Amazon-Chef Jeff Bezos "Ich habe Milliarden Dollar in den Sand gesetzt"

"Mein Job ist es, die Leute zu ermuntern, kühn zu sein", sagt Amazon-Chef Jeff Bezos.

(Foto: REUTERS)
  • Jeff Bezos, Chef von Amazon, gesteht ein, dass einige seiner zahlreichen Investitionen für den Konzern nicht von Vorteil waren.
  • Dennoch verteidigt Bezos seine Strategie - und sieht keinen Grund, etwas zu ändern.

Bezos räumt Fehler ein

Amazon-Chef Jeff Bezos führte seinen Konzern immer nach einem Motto: Geld ausgeben. Dabei greift er in allen Branchen zu. Er investiert in den Handel mit frischen Lebensmitteln, in Paket-Drohnen, das Fernsehgeschäft und verkauft Ebook-Reader ohne viel Gewinn. Damit setzt er den Buchhandel, Kaufhäuser und kleinere Läden weltweit unter Druck.

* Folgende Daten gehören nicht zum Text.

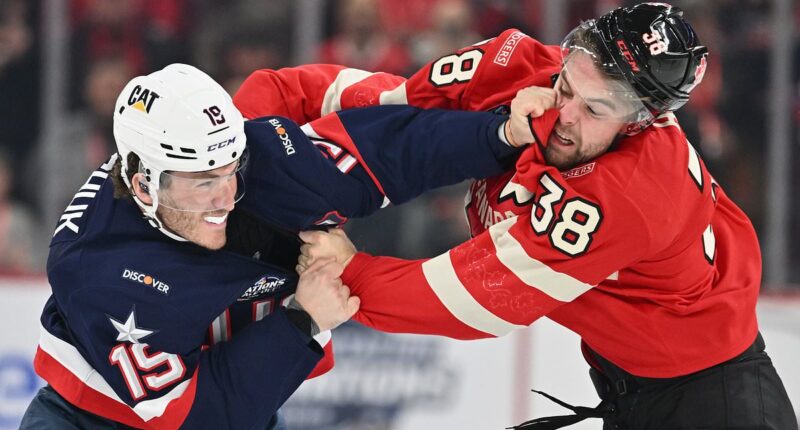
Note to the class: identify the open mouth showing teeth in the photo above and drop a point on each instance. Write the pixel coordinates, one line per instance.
(216, 219)
(563, 139)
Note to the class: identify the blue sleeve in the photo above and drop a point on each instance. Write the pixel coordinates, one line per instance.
(411, 150)
(242, 382)
(346, 165)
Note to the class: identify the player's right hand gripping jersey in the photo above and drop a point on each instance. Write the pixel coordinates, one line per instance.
(639, 251)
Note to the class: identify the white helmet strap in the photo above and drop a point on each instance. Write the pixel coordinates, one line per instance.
(150, 211)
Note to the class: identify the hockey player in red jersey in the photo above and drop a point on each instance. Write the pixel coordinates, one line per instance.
(611, 226)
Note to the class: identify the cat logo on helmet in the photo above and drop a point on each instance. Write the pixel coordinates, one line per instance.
(142, 99)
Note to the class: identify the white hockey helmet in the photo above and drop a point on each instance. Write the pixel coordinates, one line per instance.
(177, 119)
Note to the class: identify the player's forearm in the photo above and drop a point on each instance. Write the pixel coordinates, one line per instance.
(242, 382)
(411, 151)
(396, 298)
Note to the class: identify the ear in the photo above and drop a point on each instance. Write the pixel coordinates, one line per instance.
(140, 184)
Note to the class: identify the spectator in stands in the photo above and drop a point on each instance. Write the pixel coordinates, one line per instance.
(86, 140)
(360, 43)
(19, 84)
(18, 230)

Nun hat Bezos offen eingeräumt, dass manche Investitionen Fehler waren - bereut sie aber nicht. Schließlich müsse man Risiken eingehen, um etwas zu erreichen: "Ich habe Milliarden Dollar bei Amazon in den Sand gesetzt. Aber mein Job ist es, die Leute zu ermuntern, kühn zu sein. Und wenn man kühne Wetten eingeht, führt das zu Experimenten. Experimente tragen das Scheitern schon in sich", sagte Bezos.

"Ich möchte Millionen Menschen im Weltraum leben und arbeiten sehen"

Ein paar große Erfolge würden vieles von dem wettmachen, was nicht funktioniert habe, glaubt er. Ein Flop war beispielsweise Amazons "Fire Phone". Nur wenige Kunden kauften das Smartphone, die Abschreibung auf die Lagerbestände kostete Amazon im dritten Quartal 437 Millionen Dollar, etwa 351 Millionen Euro. Das Telefon kann seine Umgebung scannen und Produkte direkt im Onlineshop finden. Aufgeben will Bezos aber auch diese Idee nicht. "Manche Dinge brauchen Wiederholungen", sagte er.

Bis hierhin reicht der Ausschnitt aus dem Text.